Last but not least operating system maintenance is a very basic but necessary and mandatory task for any system administrator. To secure FreeBSD regular updates are a must. Mind this operating system allows you to play with updates in ways other mainstream OS’s don’t. Because of ZFS and beadm any FreeBSD administrator can update the system without fear of losing any data if the update breaks or works unexpectedly. Boot environments sit on top of ZFS and beadm helps you in managing that. You can read more about this feature by reading this article I wrote.
First things first. Log in. Yet again. The same way you had to be cautious with the way you connected to your server, the same principles apply when you do it with your application. However things might change. Using TLS connections as default is something you have to manually set on WordPress. And again, if you happen to administer a big website with a decent amount of traffic and users, two factor authentication is mandatory as well. This can be achieved by using some extensions such as Google Authenticator (previously seen, although the link here is specific to WordPress) and Wordfence plugin in case you use WordPress.
Plus you may apply some sane settings on your application installs such as user names not being obvious or public. Mind a user and a password is a combination that unlocks access. If your user name to any application is your name, people already have fifty per cent of the information required to access.
For WordPress and many other CMS’s there exists a plethora of plugins and addons to install and enforce security.
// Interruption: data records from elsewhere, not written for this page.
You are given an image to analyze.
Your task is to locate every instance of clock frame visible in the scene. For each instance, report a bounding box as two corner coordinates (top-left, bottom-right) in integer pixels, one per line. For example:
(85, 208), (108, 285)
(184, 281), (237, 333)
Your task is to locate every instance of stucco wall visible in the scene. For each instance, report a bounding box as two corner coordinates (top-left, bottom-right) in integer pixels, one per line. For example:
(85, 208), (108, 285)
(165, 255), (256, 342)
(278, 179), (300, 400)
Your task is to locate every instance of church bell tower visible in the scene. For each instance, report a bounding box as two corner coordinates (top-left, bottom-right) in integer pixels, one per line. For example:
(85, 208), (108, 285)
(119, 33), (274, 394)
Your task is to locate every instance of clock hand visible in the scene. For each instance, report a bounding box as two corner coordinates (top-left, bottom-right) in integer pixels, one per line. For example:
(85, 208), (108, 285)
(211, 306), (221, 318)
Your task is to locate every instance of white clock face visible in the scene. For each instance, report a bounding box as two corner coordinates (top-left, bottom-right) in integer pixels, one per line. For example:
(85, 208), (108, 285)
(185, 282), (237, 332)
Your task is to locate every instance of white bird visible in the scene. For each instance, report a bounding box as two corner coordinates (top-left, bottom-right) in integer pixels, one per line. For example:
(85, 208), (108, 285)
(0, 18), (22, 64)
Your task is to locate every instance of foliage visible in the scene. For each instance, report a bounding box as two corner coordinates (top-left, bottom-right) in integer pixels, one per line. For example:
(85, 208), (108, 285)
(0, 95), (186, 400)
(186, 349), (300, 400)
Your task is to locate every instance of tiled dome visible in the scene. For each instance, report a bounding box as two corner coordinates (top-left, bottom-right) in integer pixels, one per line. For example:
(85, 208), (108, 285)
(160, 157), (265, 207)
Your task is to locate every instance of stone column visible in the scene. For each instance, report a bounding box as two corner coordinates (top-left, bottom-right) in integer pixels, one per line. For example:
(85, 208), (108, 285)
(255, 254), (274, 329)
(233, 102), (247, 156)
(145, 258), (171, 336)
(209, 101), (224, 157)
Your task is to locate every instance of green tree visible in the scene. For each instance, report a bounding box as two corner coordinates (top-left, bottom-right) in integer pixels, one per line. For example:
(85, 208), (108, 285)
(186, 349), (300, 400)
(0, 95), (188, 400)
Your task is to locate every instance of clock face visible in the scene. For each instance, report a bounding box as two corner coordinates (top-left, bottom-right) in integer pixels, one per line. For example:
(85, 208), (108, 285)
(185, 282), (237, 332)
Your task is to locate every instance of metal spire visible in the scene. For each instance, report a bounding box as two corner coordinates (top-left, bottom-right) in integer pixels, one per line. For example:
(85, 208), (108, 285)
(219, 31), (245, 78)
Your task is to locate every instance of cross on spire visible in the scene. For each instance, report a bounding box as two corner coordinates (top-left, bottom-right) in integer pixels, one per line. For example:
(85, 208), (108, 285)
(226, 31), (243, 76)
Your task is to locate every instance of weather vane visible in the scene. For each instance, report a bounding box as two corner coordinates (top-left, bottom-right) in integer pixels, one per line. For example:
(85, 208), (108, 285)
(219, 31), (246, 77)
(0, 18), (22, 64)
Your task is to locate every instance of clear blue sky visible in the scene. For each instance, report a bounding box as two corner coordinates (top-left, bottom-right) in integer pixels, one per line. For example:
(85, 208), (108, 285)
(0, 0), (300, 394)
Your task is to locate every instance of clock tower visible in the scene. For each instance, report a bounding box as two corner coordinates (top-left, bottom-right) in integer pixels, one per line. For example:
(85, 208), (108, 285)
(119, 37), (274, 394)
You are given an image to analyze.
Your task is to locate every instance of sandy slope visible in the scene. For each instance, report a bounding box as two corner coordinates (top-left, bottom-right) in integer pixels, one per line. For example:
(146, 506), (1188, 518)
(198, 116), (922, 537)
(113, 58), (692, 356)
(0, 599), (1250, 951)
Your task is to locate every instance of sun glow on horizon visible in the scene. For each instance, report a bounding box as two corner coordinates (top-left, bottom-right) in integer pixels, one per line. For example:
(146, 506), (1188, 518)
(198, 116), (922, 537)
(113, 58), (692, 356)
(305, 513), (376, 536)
For example Wordfence and BulletProofSecurity are two plugins that perform and provide a noticeable security improvement on any WordPress install. For example BPS writes rules to your .htaccess file (provided you use the Apache web server) in order to harden the access to the files in your application as it were a firewall. It scans for malware and logs failed logins in a way that it even creates white and black lists. Wordfence does also implement these features but it also provides some functionality similar to OSSEC or Tripwire by keeping track to the specific WordPress core files. If any unidentified or unwanted files appear of changes are made on critical files for the application Wordfence can block them but if it’s not able to it warns the administrator of a possible intrusion.
And the final and for some the definitive tool to secure FreeBSD, provided this is a web server. Modsecurity. It basically a web application firewall. It initially started as a module loadable for the Apache web server but you can nowadays install it on NGINX, Microsoft IIS or standalone. It basically scans your http and https connections and apply rules for them. Those rules are constantly improved and published so it’s a good idea you to maintain track of them and update your mod_security install. The Core Rule Set protects your application from SQL injection, cross site scripting, local file inclusion, php code injection, http protocol violations and much more.
In conclusion security is not an easy thing nor a unique receipt that works for everybody on every situation. The variables to have in mind are endless and use cases are so different there is no true hardcore guide. That said I hope this article gives you a minimal insight on the topic and helps you to secure FreeBSD.